But I think that is essentially what is going on, because DxOmark's print score is based on a normalization to 8 megapixels. I'd think that would buy you a gain of a stop or so. ( something like log2 ( sqrt(36 megapixels / 8 megapixels ) )
That's the theoretical part, which would work in an ideal situation with ideal noise characteristics and real numbers instead of quantized integers.
AFAIK, Nikon RAWs currently clamp any digitized negative values to zero (compare that to Canon having a bias value of 2048 in the data). This roughly halves the stdev of the dark frame image captures in Nikon's case, in the end inflating the "measured DR" by roughly one stop.
I don't follow this at all. Luminance isn't negative, so why would it make sense to have negative numbers ? If this clipping really takes place, does this show up on the SNR curves ? I don't really buy that they can inflate the estimated dynamic range by clipping relatively high values (one problem with this is that it leaves some dynamic range on the table). I see other problems with this line of reasoning. For one, you don't halve the standard deviation by throwing away half the distribution because it's heavily skewed (e.g. the left tail is bounded and the right isn't). I might be missing something, but the above looks like nonsense to me.

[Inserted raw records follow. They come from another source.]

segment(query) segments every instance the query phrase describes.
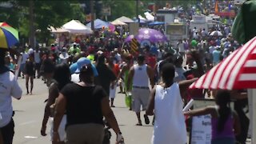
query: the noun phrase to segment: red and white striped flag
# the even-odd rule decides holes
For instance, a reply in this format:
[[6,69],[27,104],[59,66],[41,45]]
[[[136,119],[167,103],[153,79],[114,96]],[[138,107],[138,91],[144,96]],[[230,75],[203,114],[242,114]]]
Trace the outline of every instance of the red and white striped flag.
[[199,78],[190,88],[256,88],[256,37]]

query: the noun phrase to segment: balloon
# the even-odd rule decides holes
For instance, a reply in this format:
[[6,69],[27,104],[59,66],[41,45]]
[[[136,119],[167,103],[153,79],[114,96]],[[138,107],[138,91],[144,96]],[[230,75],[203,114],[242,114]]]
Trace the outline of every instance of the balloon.
[[114,32],[115,30],[115,26],[114,25],[110,25],[109,30],[110,31]]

Another result of this is that for values of low magnitude, oversampling the individual pixel values in SW does not result in the expected behavior of noise converging towards zero. Since the noise-converging-to-zero is a key assumption in the whole "increase-DR-by-binning" scenario, it's quite trivial to notice that the theory doesn't hold water in this case.
When we talk about how "theory" plays out in the real world, it is far from "trivial".
In the case of signal to noise and its application to dynamic range -- even we fail to realize the "theoretical" blackpoint due to quantization error (because the actual noise is less than the quantization error), we still increase usable dynamic range.
Suppose for example our "shadow noise level" (noise at signal level of 1) is 1 -- so 1 on our scale corresponds to the blackpoint. If we average, theoretically, we could reduce the blackpoint, but our error is stuck at 1 due to quantization. That if I understand it is your argument.
But lets step up a couple of stops. At a signal level of 4, our noise level is 2 (proportional to sqrt of the signal), so at this level we would reduce signal to noise by binning (that is, quantization error isn't the limiting factor).
So you will gain usable dynamic range by increasing resolution, even quantization places a kind of floor on your blackpoint.